Further, vielgängers obviously form an anti-chain in the Young Diagram Lattice. Finding the largest anti-chain in the lattice is a long-standing open mathematical question. Unfortunately, the maximum degeneracy vilegänger, while an anti-chain, is not maximal as is easily seen from \(N=15\) where the maximal antichain length is known to be 9 while 4 is the maximum degeneracy vielgänger. Nevertheless, we find that the largest degeneracy vilegängers occur at intermediate entropies. Early has shown [10] that the length of the maximal antichain for N is bounded by \(N^{-5/2} e^{\pi \sqrt{2N/3}} \le a_N \le N^{-1} e^{\pi \sqrt{2N/3}}\). This is consistent with Fig. 3, which also showed that the logarithm of the maximum degeneracy value increases with \(\sqrt{N}\). However the results here are limited to \(N\le 50\).
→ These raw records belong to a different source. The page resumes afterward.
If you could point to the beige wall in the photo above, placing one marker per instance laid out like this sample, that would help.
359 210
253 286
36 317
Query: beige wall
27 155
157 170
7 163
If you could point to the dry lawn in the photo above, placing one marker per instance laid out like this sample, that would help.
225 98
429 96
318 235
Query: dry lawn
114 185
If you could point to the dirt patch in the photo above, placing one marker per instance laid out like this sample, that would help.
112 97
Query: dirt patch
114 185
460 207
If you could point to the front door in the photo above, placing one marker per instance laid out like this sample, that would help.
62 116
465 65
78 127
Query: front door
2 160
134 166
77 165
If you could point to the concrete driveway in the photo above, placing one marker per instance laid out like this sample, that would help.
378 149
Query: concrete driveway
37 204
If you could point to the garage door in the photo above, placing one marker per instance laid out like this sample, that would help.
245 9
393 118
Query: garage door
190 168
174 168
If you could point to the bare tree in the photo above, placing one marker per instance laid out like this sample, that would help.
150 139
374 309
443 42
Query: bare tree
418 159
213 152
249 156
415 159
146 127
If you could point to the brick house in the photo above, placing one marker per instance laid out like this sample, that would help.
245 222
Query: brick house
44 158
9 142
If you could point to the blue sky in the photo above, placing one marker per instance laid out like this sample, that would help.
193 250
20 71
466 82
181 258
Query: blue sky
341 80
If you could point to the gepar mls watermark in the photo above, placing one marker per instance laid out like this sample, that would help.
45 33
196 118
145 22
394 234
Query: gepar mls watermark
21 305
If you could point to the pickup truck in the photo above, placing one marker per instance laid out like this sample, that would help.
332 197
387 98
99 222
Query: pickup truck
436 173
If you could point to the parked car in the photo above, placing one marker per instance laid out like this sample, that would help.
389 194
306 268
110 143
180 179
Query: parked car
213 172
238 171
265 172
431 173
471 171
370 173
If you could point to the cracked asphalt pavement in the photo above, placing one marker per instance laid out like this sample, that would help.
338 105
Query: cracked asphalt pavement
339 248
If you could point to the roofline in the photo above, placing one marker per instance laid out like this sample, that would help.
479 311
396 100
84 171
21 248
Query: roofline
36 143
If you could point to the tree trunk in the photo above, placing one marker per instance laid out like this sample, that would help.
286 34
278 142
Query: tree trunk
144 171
Regardless of whether incomparability numbers or maximal antichain lengths are employed, [1] incomparability qualitatively “measures” complexity. It is trivial to establish from the formulae developed in Sect. 2 that the members of every set of vielgängers are incomparable by mixing (as are the members of maximal antichains). Thus, the findings here suggest a deep relationship between degeneracy of Boltzmann entropy states and complexity since the degeneracy of an vielegänger is related to it’s incomparability number. Figure 4 shows is a plot of degeneracy vs. entropy for \(N=40\). We note that this general form is similar to other curves that seek to qualitatively relate complexity to entropy, ([1, 9, 11]). This view of complexity regards completely ordered (low entropy) systems as “simple”. Also high entropy (very mixed) systems are similarly simple since they as are essentially random. Consequently “complexity” occurs at intermediate entropies. The roots of complexity in nature are embedded in the the Boltzmann distribution.